In Jewish thought, there are several categories of citizenship including stranger, citizen, and in-dwelling stranger. “Ger” means stranger, “gerim,” the plural, means strangers. In Leviticus 19:34, we find a discussion of the ger: “The stranger who resides with you shall be to you as one of your citizens; you shall love him as yourself, for you were strangers in the land of Egypt.”
“Ger toshav (the one who dwells among you)” is distinct from ger. A ger toshav is a positive term to describe a non-Jewish person who stands for the rights of Jewish people, who raises Jewish children but does not themselves convert, who is active in congregational life, or who is on a Jewish journey without being born Jewish. Because ger toshav has connotations of otherness, of being different from the group, some Jewish communities prefer to use the term k’rov Yisrael (friend or relative of Israel). For both ger toshav and k’rov Yisrael the term, and the responsibility it demands, is about allyship.

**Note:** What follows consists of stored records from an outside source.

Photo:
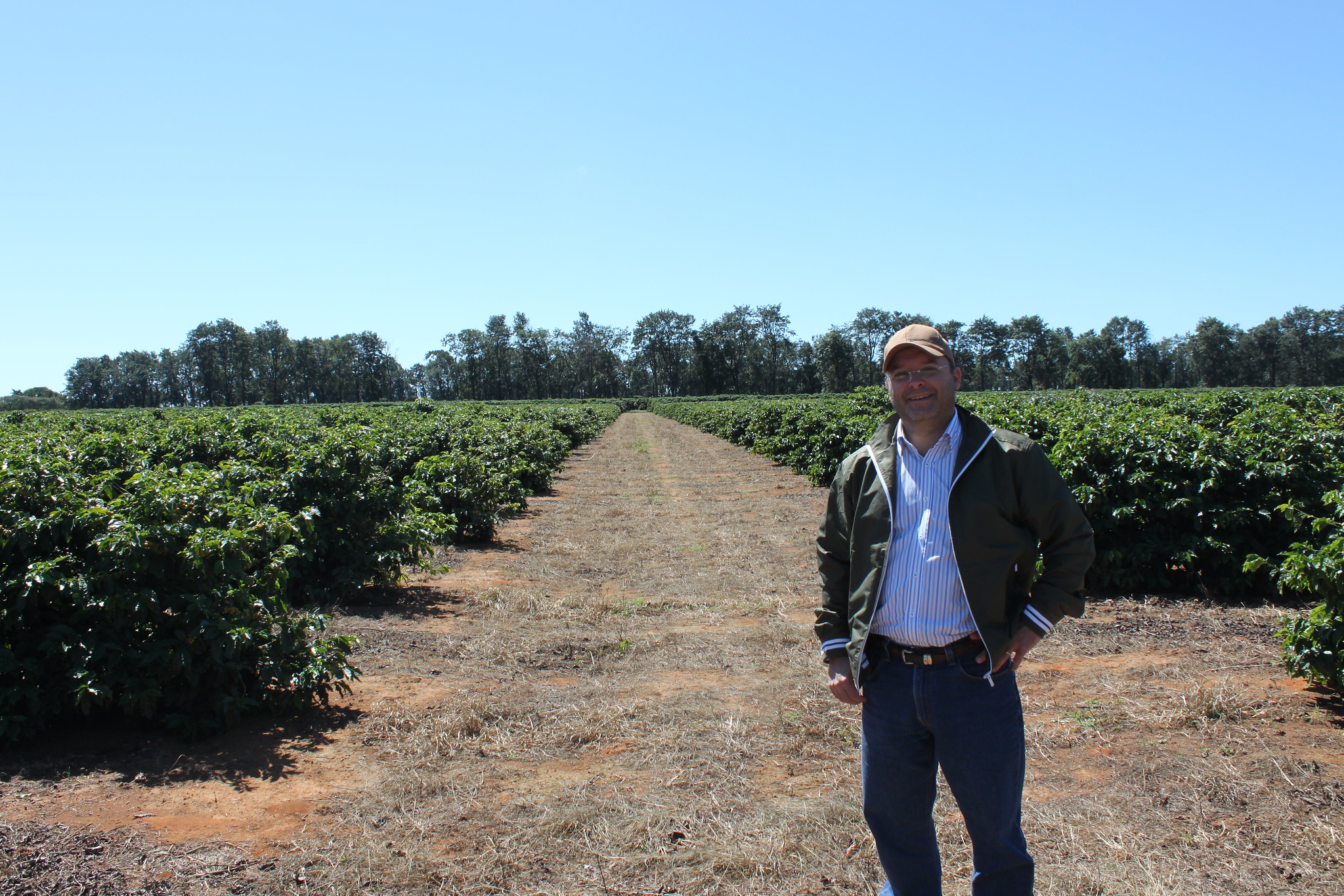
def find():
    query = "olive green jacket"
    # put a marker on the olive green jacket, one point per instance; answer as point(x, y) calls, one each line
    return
point(1008, 505)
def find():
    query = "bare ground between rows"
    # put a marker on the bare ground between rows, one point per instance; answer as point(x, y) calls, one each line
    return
point(621, 696)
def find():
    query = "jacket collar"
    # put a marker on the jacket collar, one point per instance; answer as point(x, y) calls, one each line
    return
point(974, 435)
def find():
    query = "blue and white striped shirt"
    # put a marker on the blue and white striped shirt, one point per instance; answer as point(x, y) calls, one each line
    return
point(922, 602)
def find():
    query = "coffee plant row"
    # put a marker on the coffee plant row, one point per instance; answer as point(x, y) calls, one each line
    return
point(151, 561)
point(1221, 492)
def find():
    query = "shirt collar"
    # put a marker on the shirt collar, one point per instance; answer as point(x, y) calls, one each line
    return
point(949, 437)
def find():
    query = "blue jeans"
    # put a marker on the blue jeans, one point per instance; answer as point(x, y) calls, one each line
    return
point(921, 717)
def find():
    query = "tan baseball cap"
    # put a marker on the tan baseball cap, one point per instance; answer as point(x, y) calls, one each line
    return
point(920, 336)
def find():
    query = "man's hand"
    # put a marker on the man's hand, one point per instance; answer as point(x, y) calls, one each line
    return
point(1018, 648)
point(842, 681)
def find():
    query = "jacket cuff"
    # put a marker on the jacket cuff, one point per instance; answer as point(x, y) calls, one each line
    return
point(834, 644)
point(1037, 621)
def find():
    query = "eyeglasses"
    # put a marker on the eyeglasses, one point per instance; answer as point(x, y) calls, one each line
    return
point(922, 373)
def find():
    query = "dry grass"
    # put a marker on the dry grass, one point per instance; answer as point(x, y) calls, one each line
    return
point(632, 704)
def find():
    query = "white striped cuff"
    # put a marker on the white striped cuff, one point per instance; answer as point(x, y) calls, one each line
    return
point(834, 644)
point(1042, 622)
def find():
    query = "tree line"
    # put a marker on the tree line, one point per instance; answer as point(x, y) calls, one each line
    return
point(745, 351)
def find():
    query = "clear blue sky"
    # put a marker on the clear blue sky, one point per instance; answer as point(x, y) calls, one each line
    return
point(413, 168)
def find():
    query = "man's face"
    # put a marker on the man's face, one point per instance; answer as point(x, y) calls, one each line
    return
point(929, 395)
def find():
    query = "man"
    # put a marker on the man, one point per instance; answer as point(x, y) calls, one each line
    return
point(930, 602)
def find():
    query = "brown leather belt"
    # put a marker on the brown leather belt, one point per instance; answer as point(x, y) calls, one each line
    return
point(928, 656)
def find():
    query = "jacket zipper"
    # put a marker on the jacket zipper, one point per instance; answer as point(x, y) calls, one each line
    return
point(882, 576)
point(957, 563)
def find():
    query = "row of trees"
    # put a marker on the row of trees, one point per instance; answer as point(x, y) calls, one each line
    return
point(748, 350)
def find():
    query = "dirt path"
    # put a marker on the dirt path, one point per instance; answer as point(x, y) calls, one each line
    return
point(621, 696)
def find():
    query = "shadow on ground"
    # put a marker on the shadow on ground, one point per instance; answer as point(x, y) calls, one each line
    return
point(260, 747)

As I write this, just a few weeks before a summer of epic Canada 150 celebrations, I am thinking about how all non-indigenous people in Canada can be considered gerim. In this analysis, all of us who are not indigenous are visitors to a land that rightfully belongs to the Inuit, the Métis, and the First Nations. According to my hypothesis, if all immigrants to Canada [and their descendants] are gerim, what will it take for us to merit the designation gerei toshav? What does allyship look like? More specifically, what will it take for non-indigenous Jewish people in Canada to be allies of indigenous communities?
No matter how we as contemporary individuals feel about the modern State of Israel, many will agree that our status as a Diaspora community depends on the Babylonian Exile and expulsion from the spiritual and historic Eretz Yisrael. The word “diaspora” is from the ancient Greek word meaning “scattering” or “dispersion.” Jews have been living in Diaspora since ancient times, as strangers within strange lands, and have nurtured new communities away from Eretz Yisrael. Each year at Passover we also remember the end of the Israelites’ first significant Diaspora when they returned to Canaan after several generations of slavery, as well as exile, in Mitzrayim (Egypt).

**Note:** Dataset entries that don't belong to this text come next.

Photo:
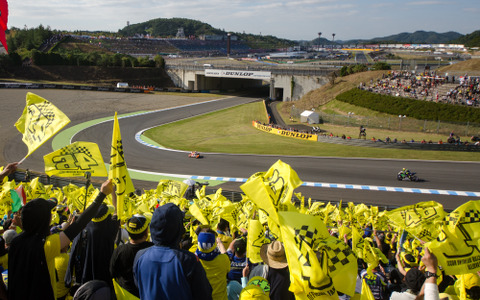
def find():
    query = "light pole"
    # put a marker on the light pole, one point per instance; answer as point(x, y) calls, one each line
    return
point(400, 117)
point(350, 113)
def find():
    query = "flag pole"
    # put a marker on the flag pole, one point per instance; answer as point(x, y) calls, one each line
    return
point(20, 162)
point(87, 184)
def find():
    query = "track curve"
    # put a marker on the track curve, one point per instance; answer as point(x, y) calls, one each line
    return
point(459, 176)
point(316, 169)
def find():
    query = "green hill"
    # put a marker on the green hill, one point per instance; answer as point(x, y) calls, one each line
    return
point(469, 40)
point(421, 37)
point(168, 28)
point(162, 27)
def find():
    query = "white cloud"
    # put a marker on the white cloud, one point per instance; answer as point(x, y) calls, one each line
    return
point(421, 3)
point(296, 19)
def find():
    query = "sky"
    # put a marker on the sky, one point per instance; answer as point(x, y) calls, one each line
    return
point(294, 20)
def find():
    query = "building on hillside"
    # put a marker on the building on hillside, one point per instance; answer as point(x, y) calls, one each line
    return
point(309, 117)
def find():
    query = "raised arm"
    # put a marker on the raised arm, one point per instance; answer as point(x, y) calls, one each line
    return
point(71, 231)
point(9, 169)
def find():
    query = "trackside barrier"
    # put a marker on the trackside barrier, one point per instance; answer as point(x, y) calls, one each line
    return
point(287, 133)
point(8, 85)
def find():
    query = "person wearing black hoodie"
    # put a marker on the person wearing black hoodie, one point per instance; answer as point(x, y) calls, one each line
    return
point(31, 260)
point(164, 271)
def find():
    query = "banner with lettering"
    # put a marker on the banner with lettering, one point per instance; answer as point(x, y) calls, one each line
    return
point(286, 133)
point(39, 121)
point(75, 160)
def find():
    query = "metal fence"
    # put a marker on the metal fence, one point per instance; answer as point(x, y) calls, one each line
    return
point(400, 123)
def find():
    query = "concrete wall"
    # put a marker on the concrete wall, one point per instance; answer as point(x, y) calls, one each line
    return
point(196, 80)
point(301, 85)
point(184, 79)
point(282, 84)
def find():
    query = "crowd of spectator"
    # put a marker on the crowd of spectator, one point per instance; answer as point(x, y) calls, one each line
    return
point(49, 252)
point(428, 86)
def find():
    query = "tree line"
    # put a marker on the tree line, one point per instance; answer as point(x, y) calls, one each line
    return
point(33, 44)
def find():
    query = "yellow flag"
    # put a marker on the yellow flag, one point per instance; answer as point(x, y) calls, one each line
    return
point(118, 172)
point(366, 292)
point(341, 264)
point(457, 247)
point(272, 191)
point(308, 276)
point(36, 190)
point(197, 212)
point(171, 188)
point(74, 160)
point(39, 121)
point(422, 219)
point(121, 293)
point(256, 238)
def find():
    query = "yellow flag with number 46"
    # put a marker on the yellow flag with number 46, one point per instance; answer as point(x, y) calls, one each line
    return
point(74, 160)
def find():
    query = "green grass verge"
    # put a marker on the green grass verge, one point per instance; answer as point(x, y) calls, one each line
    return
point(231, 131)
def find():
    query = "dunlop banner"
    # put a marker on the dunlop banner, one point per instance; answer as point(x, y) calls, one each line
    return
point(281, 132)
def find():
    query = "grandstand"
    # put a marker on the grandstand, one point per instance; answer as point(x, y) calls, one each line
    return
point(152, 47)
point(139, 46)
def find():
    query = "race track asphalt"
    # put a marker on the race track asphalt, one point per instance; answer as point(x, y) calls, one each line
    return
point(455, 176)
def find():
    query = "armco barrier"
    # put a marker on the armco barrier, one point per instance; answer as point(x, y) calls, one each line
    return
point(287, 133)
point(8, 85)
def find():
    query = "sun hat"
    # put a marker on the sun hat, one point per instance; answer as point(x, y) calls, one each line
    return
point(137, 224)
point(103, 212)
point(260, 282)
point(273, 255)
point(253, 292)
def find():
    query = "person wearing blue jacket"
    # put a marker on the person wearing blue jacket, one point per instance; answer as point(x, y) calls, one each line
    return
point(164, 271)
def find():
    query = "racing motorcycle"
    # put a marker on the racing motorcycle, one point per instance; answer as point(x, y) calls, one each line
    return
point(407, 175)
point(194, 154)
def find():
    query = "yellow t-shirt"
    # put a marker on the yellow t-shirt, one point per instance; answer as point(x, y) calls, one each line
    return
point(4, 261)
point(52, 249)
point(61, 264)
point(217, 270)
point(226, 240)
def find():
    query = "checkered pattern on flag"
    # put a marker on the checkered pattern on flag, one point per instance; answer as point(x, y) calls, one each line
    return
point(308, 276)
point(118, 172)
point(74, 160)
point(458, 245)
point(423, 220)
point(39, 121)
point(341, 264)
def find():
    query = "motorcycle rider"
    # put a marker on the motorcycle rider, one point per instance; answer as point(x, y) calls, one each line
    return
point(406, 173)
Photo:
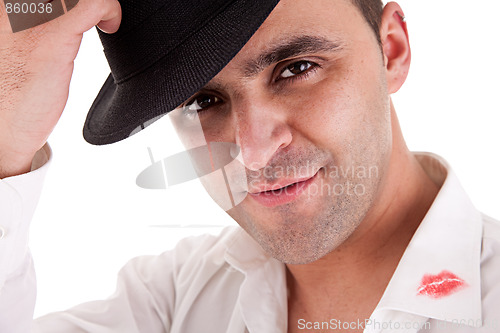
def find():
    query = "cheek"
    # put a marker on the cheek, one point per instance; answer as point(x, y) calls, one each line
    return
point(347, 112)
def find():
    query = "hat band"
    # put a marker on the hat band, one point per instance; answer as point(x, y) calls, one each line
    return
point(142, 47)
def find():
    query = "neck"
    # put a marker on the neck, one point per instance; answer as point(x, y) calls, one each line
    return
point(376, 247)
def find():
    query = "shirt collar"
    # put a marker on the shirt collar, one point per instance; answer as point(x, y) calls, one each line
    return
point(448, 239)
point(264, 286)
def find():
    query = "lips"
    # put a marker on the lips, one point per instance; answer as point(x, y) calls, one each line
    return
point(440, 285)
point(281, 193)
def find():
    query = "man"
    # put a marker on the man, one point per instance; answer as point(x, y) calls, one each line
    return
point(310, 96)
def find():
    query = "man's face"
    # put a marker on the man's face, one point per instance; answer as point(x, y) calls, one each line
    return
point(306, 100)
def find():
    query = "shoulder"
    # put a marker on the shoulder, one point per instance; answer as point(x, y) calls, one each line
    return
point(490, 268)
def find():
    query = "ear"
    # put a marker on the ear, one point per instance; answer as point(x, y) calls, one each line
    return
point(395, 45)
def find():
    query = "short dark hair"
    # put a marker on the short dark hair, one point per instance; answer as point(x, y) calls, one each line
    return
point(372, 12)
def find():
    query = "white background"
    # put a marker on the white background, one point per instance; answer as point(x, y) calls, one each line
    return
point(92, 218)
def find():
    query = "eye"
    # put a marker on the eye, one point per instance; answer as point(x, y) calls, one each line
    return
point(201, 103)
point(297, 68)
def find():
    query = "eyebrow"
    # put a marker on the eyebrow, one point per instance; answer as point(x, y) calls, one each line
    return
point(292, 47)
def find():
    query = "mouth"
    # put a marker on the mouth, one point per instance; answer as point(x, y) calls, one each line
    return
point(443, 284)
point(285, 192)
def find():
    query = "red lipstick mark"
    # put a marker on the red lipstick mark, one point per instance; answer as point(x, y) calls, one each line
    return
point(443, 284)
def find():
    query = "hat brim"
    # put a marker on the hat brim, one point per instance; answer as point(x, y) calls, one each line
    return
point(121, 109)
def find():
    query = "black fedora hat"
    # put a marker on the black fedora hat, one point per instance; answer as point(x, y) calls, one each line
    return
point(163, 53)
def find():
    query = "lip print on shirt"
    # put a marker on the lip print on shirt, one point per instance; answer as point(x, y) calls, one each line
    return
point(440, 285)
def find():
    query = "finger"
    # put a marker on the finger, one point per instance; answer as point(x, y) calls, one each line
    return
point(89, 13)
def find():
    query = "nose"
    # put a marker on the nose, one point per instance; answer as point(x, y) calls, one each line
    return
point(261, 131)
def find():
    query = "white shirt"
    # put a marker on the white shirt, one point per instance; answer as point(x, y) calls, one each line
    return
point(227, 283)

The Jewish people therefore know a thing or two about being visitors and then settlers to a land. I wonder whether our historic knowledge of living alongside others, and of being a less powerful minority within a majority community, might not be a useful position from which to contribute to the ongoing labour of repairing old relations and nurturing new, healthy relations between settlers and indigenous peoples in Canada. Can Canadian Jews take up the call more loudly, and perhaps, in an institutional way, stand up for indigenous peoples in Canada who, for 500 years, have been reduced to third-class citizens in their own land? If we are visitors here, on land that belongs to others, what can we do to be supportive and ethical in-dwelling strangers, to be supportive gerei toshav?

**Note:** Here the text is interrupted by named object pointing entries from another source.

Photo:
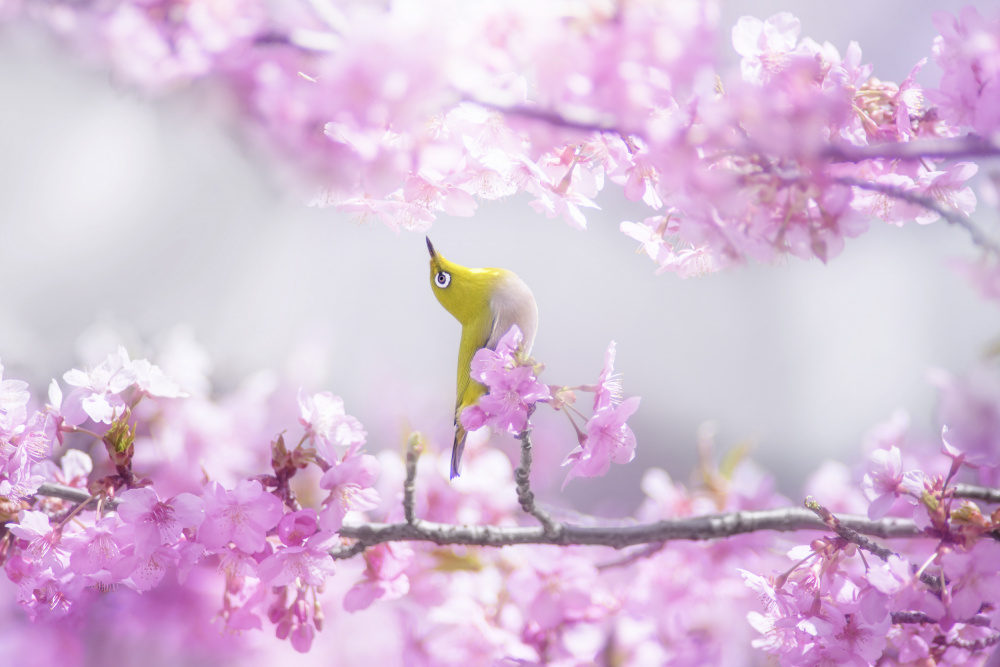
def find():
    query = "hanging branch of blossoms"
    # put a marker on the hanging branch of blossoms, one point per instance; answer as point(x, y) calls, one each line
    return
point(562, 98)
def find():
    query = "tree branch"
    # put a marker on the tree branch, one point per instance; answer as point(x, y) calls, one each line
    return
point(697, 528)
point(525, 495)
point(969, 146)
point(971, 492)
point(74, 495)
point(707, 527)
point(951, 215)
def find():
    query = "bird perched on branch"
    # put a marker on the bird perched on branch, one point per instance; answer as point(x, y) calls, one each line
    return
point(487, 302)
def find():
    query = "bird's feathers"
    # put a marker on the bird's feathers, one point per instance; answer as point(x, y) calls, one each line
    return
point(487, 302)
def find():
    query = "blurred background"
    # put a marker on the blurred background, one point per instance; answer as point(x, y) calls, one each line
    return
point(124, 219)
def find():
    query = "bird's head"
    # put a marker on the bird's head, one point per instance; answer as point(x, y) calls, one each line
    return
point(463, 292)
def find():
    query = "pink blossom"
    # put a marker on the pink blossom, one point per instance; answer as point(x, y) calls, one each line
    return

I write this column at my desk in a house I rent, a house built on the unceded and unsurrendered land of the Algonquin people. In naming my position, I challenge myself to be aware that I am a visitor to this land, just as I am a visitor to this house. It is not mine. It does not belong to me. Yet as a visitor, as an in-dwelling stranger, I have responsibilities to uphold. I must treat this house, this land, this water, this nature, and the people who own it with respect. I must actively practice being an ally. Only then can I be honoured as a ger toshav.
These questions and others will define how I observe Canada’s 150th. How about you?